O economista do Dieese frisou que ‘é preciso identificar qual é a reforma política que o movimento que está nas ruas quer’, lembrando que um debate muito forte é o financiamento público das campanhas, que é vedado, mas que é fundamental para dar ‘clareza e transparência para a política’.

O dirigente rural do MST reforçou que é preciso traçar novos objetivos e novas formas de luta, lembrando que no pós-ditadura militar a esquerda havia pensado quatro ‘grandes tarefas’ para se alcançar uma política mais progressista: criar um movimento social de massa com capacidade de mobilização, criar partidos políticos fortes, fazer as reformas de base e, como parte desse avanço, acumular força para chegar numa outra perspectiva. No entanto, João Paulo avalia que somente duas dessas tarefas foram cumpridas.

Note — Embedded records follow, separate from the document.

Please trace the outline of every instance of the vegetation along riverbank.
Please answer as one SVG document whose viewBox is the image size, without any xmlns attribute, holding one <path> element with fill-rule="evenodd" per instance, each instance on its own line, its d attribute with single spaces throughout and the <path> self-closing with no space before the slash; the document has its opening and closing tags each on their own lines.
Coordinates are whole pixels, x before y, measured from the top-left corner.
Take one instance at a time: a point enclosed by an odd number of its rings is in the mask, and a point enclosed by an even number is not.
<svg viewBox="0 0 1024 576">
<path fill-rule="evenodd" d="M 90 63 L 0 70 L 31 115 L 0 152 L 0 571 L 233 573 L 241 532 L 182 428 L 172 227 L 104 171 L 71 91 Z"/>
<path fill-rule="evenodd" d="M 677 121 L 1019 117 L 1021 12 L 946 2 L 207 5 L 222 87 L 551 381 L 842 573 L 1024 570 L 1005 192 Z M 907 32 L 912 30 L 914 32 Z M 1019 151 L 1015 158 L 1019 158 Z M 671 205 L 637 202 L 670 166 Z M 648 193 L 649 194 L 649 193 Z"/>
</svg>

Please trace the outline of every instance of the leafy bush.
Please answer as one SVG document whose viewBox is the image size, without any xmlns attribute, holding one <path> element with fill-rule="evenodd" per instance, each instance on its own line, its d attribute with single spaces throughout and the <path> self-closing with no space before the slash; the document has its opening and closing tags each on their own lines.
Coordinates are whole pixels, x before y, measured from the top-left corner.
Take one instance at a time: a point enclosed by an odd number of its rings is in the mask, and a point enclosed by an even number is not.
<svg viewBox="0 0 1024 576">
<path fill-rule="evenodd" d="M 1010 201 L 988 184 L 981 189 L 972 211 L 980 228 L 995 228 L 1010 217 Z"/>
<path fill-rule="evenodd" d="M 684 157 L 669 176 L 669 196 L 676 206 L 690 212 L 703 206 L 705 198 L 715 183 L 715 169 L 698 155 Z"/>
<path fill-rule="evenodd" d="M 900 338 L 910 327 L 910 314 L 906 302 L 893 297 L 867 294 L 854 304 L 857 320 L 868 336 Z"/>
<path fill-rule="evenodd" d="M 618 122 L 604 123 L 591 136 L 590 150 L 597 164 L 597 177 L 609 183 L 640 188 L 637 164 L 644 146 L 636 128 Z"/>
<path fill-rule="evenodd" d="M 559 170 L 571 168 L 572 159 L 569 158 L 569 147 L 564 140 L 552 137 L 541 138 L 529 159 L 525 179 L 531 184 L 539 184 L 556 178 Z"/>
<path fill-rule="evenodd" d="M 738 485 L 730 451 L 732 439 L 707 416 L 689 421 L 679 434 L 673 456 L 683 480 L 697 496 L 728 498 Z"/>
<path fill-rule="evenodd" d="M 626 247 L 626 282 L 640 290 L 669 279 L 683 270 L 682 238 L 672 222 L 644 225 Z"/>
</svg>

“Chegamos ao cargo mais alto das instâncias institucional, que é a Presidência da Republica. Porém, não demos conta de fazer as reformas e não conseguimos construir uma estrutura organizativa na sociedade além dos partidos para construir uma nova correlação de forças para enfrentar a classe dominante. Se é verdade isso, a estratégia para o próximo período precisa ser refeita. Nós precisamos coletivamente pensar uma nova perspectiva política que possa dar conta dos desafios do Brasil e da América Latina”, salientou o integrante do MST.

Plebiscito ‘popular’

Entre as resoluções do MST, após avaliação da conjuntura, e que foram levadas para a Plenária da CMS, é a retomada da luta pelas reformas como tática e estratégia, como a reforma agrária e a democratização da comunicação, também tido pelos agricultores como tema central.

“A pergunta é: temos disponibilidade para fazer esse enfrentamento?“, desafiou João Paulo, que acrescentou ainda a reflexão do papel dos movimentos sociais para esse próximo período e a apropriação da reforma política como grande bandeira de luta. 

Uma das propostas do MST é de tentar de todas as formas fazer com que o plebiscito ou a convocação de uma nova constituinte exclusiva para tal seja concretizada. Mas, caso não ocorra na instância governamental, é puxar um plebiscito popular como foi feito na época do governo neoliberal de Fernando Henrique Cardoso, que tentou implementar a Alca.

“Se não for possível via Congresso Nacional, fazemos de forma popular. Isso mobilizará o militante e toda a sociedade para o debate e assim contribuímos com a politização”.

Plenária

Depois das falas dos integrantes da mesa, os movimentos sociais presentes como Confederação Nacional das Associações de Moradores (Conam), Central de Trabalhadores e Trabalhadoras do Brasil (CTB), Central Única dos Trabalhadores, União Nacional dos Estudantes (UNE), União de Negros Pela Igualdade (Unegro), União Brasileira de Mulheres (UBM), entre outros, se altarnaram nas falas para apontar dúvidas e questionamentos.

De acordo com Rosane Bertotti, secretária de Comunicação da CUT, que mediou a mesa, no sábado (20) – segundo e último dia da plenária – será resgatado o histórico de luta da CMS e, depois de ouvir representantes de organizações presentes, a plenária deverá apontar quais as novas estratégias de luta.

“O nosso objetivo é avaliar os 10 anos da Coordenação dos Movimentos Sociais (CMS) e debater as nossas ações nesse período, com avaliação da conjuntura atual e traçar novas ações e estratégias. A ideia é refletir onde estamos e para onde vamos”, declarou Rosane.